En écrivant son évangile, Matthieu n’avait sans doute pas l’intention de donner une réponse précise à tant de questions. Son texte est d’ailleurs déroutant. L’évangéliste Luc, au moins, raconte avec force de détails l’événement de Noël, avec l’annonce joyeuse aux bergers et leur visite à l’enfant nouveau-né. Matthieu, lui, se contente d’une incise pour dire que Jésus est né : « Jésus étant né à Bethléem de Judée » (Mt 2, 1). C’est tout pour l’événement, et cela peut paraître frustrant ! Matthieu préfère mettre en scène, non pas des bergers tout proches, mais des mages venus de loin qui marchent en suivant une étoile.

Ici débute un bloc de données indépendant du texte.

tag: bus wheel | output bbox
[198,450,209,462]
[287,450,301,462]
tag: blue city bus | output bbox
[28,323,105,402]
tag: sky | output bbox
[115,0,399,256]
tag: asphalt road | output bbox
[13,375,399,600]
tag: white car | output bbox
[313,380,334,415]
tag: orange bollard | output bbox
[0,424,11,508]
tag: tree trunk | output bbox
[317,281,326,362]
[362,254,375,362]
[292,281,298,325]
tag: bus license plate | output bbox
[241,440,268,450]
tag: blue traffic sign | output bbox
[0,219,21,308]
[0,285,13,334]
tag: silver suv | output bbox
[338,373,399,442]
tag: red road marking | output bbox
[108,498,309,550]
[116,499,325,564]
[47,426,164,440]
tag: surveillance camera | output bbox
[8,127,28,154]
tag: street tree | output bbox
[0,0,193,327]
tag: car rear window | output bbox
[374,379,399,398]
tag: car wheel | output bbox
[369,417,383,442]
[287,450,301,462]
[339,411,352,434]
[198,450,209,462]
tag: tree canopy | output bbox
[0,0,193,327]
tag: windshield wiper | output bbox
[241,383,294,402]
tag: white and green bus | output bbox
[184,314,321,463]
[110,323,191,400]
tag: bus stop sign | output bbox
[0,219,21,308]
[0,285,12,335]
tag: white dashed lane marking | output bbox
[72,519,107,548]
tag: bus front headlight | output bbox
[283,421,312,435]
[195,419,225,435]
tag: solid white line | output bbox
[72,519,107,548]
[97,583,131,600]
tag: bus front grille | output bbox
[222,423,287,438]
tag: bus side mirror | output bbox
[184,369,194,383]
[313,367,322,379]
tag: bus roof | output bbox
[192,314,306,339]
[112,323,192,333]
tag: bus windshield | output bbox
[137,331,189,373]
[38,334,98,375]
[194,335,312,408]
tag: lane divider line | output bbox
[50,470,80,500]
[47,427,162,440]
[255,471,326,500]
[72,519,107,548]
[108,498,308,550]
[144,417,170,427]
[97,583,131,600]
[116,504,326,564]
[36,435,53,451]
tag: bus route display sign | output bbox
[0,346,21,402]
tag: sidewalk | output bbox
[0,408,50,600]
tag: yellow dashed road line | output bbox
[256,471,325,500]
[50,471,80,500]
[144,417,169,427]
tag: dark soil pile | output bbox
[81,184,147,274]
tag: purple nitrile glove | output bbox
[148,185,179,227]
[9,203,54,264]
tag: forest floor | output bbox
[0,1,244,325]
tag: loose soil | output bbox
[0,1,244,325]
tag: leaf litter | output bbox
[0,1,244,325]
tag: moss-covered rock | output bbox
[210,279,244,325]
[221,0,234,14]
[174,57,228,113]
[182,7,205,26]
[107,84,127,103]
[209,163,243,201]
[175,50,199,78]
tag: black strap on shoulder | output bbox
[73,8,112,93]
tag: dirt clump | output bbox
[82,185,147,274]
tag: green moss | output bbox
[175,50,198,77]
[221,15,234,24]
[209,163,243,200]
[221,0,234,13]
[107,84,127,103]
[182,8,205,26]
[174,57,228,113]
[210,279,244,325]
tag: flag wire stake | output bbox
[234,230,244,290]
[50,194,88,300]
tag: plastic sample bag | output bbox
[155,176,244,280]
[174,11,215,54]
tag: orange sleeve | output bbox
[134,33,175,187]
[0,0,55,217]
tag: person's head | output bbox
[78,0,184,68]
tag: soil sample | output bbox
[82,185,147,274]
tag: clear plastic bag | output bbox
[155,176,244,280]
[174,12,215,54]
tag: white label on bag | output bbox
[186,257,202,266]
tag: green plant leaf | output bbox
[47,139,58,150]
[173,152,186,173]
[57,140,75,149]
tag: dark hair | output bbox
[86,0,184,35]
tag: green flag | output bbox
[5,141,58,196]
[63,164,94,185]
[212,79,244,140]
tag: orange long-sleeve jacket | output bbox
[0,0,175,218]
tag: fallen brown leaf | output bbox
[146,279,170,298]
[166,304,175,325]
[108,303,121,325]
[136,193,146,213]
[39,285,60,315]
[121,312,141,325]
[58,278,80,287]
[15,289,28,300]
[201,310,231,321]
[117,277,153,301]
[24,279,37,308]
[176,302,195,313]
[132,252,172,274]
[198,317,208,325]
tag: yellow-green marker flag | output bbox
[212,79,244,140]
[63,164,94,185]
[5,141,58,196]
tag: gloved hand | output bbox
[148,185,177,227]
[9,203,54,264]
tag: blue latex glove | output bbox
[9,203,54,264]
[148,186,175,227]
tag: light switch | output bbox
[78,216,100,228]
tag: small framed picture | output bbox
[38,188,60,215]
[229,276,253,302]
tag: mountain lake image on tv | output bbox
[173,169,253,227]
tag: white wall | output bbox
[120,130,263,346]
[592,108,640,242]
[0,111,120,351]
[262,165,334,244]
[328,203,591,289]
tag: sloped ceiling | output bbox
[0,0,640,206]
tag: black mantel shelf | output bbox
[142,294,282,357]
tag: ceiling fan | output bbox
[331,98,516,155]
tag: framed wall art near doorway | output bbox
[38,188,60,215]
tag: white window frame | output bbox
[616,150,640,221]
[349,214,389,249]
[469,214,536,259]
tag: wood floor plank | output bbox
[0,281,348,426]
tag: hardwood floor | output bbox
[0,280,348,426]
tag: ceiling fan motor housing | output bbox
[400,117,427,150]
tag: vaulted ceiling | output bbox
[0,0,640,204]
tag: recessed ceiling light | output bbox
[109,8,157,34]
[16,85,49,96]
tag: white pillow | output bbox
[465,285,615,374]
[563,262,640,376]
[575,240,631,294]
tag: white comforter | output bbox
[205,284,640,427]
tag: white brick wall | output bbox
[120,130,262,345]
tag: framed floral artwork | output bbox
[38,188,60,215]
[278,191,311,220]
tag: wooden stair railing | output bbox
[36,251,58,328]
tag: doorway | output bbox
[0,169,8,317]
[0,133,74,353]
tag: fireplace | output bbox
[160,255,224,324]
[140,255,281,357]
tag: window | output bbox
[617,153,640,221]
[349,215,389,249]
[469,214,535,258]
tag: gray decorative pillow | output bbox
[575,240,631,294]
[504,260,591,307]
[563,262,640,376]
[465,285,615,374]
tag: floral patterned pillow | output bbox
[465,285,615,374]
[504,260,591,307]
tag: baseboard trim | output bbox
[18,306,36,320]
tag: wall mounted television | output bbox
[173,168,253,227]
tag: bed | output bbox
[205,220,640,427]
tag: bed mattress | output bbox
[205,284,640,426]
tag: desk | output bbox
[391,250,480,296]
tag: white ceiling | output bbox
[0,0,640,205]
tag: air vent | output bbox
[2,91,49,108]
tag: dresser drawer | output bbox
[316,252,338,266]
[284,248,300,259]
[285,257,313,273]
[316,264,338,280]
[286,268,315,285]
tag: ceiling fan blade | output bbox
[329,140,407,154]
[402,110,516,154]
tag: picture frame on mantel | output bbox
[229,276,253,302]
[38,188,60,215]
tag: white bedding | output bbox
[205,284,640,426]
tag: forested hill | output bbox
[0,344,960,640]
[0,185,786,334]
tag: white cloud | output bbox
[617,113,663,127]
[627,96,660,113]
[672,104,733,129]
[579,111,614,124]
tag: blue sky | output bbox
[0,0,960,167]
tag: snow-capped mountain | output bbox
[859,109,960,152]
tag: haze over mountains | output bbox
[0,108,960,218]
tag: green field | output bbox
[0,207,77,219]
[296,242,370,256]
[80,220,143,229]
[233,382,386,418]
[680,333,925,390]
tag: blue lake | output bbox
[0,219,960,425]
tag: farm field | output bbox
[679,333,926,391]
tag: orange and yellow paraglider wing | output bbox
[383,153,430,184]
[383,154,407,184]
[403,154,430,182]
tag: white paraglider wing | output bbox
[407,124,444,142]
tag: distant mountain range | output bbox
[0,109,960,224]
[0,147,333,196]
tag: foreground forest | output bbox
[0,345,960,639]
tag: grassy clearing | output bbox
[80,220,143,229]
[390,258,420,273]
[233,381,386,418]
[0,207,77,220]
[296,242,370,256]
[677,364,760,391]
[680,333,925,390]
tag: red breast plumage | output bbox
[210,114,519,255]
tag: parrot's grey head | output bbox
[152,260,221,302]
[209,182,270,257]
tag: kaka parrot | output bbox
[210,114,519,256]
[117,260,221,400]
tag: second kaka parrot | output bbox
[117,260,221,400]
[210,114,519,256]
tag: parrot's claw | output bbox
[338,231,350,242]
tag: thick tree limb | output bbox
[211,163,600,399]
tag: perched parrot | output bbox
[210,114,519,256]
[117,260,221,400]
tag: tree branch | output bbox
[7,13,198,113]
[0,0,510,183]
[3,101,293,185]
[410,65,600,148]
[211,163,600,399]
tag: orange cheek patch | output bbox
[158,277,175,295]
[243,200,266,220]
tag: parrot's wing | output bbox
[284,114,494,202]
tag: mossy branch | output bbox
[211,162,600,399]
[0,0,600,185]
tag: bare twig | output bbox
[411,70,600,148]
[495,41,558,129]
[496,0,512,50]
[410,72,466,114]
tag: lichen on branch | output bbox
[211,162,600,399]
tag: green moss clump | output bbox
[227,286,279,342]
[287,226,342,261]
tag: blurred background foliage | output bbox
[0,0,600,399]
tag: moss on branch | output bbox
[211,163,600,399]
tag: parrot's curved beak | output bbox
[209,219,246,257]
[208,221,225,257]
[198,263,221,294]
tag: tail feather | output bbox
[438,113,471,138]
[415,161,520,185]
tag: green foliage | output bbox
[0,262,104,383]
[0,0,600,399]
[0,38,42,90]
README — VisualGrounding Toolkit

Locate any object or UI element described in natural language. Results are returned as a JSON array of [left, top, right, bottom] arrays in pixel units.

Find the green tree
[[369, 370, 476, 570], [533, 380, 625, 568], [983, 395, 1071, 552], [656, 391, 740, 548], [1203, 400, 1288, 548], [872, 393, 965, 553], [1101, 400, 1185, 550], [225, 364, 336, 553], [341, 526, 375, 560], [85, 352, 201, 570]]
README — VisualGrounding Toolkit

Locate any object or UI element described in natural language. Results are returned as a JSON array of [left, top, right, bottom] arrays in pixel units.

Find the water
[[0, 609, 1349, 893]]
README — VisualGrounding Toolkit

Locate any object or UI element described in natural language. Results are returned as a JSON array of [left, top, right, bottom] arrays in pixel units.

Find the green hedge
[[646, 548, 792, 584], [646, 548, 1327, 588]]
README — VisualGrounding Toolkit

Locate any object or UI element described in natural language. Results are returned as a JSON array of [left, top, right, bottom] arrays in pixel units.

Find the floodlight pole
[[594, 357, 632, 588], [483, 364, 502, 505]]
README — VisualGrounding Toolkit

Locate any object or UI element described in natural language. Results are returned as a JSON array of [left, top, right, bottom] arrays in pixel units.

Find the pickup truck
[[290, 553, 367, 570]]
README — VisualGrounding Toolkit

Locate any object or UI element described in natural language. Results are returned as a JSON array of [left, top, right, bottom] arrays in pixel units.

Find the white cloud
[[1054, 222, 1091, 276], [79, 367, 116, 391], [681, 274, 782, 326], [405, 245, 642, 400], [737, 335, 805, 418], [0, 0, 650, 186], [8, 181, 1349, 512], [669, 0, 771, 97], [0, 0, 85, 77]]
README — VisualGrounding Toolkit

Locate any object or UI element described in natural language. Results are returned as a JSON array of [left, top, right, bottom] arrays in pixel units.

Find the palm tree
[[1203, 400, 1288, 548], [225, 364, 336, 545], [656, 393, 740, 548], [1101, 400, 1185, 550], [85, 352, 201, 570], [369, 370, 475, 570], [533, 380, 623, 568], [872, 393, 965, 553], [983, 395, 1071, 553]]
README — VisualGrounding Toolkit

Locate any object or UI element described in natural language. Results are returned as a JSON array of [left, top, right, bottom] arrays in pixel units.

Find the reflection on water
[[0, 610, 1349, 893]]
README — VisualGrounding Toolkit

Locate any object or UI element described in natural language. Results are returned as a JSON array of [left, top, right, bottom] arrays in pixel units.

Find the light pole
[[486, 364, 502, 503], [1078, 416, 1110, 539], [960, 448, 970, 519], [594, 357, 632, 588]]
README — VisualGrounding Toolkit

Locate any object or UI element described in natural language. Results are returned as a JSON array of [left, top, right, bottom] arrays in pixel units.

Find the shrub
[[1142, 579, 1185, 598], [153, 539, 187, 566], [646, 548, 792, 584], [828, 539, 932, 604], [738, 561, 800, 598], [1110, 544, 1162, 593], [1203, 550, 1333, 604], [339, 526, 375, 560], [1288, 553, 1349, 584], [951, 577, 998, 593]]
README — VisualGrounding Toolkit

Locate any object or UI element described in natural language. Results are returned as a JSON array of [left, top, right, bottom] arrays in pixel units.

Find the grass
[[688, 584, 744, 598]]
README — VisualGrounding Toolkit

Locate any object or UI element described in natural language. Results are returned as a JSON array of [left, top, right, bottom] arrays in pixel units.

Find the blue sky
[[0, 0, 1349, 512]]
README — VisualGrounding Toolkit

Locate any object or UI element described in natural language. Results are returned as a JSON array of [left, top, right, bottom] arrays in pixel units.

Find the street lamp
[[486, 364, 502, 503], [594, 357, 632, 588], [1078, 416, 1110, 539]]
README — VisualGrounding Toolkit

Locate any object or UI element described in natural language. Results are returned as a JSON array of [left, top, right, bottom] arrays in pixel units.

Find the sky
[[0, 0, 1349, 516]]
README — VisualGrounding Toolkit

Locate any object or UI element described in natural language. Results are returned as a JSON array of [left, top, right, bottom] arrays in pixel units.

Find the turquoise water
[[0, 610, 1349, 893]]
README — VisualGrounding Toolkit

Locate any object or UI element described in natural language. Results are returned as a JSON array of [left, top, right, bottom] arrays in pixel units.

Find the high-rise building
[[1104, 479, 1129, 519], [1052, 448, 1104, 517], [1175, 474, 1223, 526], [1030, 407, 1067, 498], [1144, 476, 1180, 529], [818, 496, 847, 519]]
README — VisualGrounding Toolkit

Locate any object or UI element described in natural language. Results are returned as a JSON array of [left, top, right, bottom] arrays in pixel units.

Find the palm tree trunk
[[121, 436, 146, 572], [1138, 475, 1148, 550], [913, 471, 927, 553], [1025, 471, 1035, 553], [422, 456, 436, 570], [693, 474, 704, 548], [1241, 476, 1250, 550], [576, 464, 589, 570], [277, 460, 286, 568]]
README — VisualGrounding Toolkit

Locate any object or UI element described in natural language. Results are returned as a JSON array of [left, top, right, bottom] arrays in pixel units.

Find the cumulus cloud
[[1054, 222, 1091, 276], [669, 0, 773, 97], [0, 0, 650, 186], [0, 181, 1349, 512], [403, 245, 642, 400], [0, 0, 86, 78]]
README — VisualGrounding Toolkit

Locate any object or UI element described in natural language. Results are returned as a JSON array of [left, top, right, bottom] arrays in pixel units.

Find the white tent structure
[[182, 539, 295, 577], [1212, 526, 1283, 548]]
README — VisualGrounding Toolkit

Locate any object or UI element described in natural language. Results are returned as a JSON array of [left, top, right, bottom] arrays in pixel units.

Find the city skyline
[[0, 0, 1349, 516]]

Ce n’est pas la première fois que des voyageurs suivent les astres. Nombre de navigateurs ont interrogé le ciel pour garder le cap. Malheureusement à l’heure du GPS les étoiles ont perdu de leur éclat !
La Bible, quant à elle, n’ignore pas les étoiles. Certaines sont nommées (Is 13, 10 ; Job 9, 9 ; 39, 31-32). Elle nous raconte aussi l’histoire d’un certain Balaam qui, déjà, entrevoyait un astre : « Je le vois, mais pas pour maintenant : un astre issu de Jacob devient chef » (Nb 24, 17). Certains traducteurs en langue araméenne n’hésitaient pas à traduire : « quand sera exalté le Messie ». A n’en pas douter Matthieu se sert de cette vieille histoire pour rappeler que l’étoile suivie par les mages désigne le Messie.
Les mages étaient-ils des savants astrologues, capables de repérer le mouvement des étoiles ? Peut-être ! Mais Matthieu ne s’attarde pas sur cet aspect. Il donne un double message.
- Tout d’abord, selon son évangile, les premiers adorateurs de l’enfant de Bethléem ne sont pas des gens du voisinage, mais des gens venus d’ailleurs : des non-juifs ! C’est la première surprise pour ses lecteurs : l’évangile a une portée universelle. Tous et toutes, quelle que soit leur origine, peuvent venir à la rencontre du Messie. Message universel qui se retrouve à la fin de l’évangile : « allez, de toutes les nations faites des disciples » (Mt 28, 19).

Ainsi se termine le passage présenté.